O’Connell adds, “We have a lot of options to serve the different situations based on economics, configuration of the property, and distance to fiber.”

The service provider will advance its G.fast capabilities in various markets. It recently secured a contract to install G.fast in a Florida-based MDU.

CenturyLink also is advancing its trials of emerging G.fast technology iterations, such as the ITU’s Amendment 1 and Amendment 3, which can deliver up to 500 Mbps and 1 Gbps theoretically over a building’s existing coax or copper cabling.

By using G.fast, CenturyLink can provide much higher speeds than what was available over legacy DSL architectures. “We have properties today that are getting 500 Mbps that previously would only have been able to deliver 40 or 60 Mbps,” O’Connell says.

CenturyLink’s G.fast deployment strategy is representative of a broad, industry-wide trend.

According to a Broadband Trends study, 70 percent of survey participants plan to deploy G.fast by the end of 2019. Thirty-three percent currently are in live deployments.

However, the research firm said, “cost remains the greatest challenge facing operators currently deploying or planning to deploy G.fast technology.”

Easy to Use

In MDUs such as apartment buildings and gated communities, CenturyLink offers its CenturyLink ON product.

It enables customers to instantly activate home internet service and digital home phone using their credit or debit cards.

O’Connell said that CenturyLink ON is all about making the experience of getting broadband services easy for property owners and their consumers alike.

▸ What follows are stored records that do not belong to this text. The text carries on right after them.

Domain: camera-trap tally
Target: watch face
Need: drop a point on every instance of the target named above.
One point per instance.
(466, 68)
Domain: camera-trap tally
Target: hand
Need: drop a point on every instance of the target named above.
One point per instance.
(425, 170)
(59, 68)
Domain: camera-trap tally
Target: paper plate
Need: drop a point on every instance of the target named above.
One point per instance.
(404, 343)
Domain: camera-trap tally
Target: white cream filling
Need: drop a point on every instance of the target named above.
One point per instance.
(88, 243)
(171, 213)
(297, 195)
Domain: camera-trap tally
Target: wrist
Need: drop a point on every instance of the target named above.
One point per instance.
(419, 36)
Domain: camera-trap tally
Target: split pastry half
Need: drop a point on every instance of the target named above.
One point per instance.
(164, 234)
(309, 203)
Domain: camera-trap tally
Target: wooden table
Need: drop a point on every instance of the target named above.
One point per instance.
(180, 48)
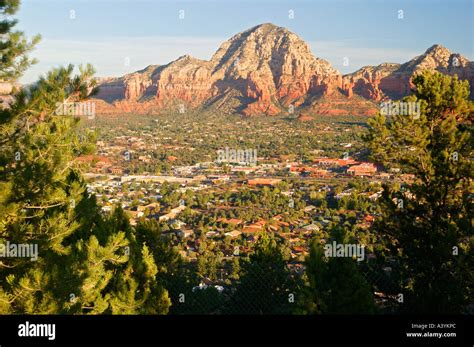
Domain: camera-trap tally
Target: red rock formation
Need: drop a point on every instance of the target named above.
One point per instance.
(264, 71)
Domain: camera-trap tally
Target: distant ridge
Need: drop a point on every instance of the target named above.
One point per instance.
(268, 70)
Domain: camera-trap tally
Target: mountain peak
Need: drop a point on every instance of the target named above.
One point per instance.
(437, 49)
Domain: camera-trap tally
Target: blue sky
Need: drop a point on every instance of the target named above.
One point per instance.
(121, 36)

“CenturyLink ON has been a service delivery platform that has really raised our visibility with a lot of folks who are now insisting we bring this same capability to every one of their properties,” O’Connell said during Broadband Communities’ 2019 summit. “We have made things simple, easy, convenient and hassle-free for their residents, which is what they want.”

But the services, features and offers are not available everywhere and may vary by MDU.

Like other service providers targeting MDUs, CenturyLink’s MDU drive also incorporates home automation and security. CenturyLink Smart Home offers current and new customers customizable home security and automation packages.

The provider offers three door and window sensors, a motion sensor, four window decals, a key fob and a smart plug, a device that enables a regular electrical outlet to function as an internet-connected tool to manage lights or appliances that consume energy.

“We know that consumers say they would choose a smart home over one without it,” O’Connell said at Broadband Communities’ 2019 summit. “Nearly the same number of consumers would choose an older home that had been upgraded to smart home technology.”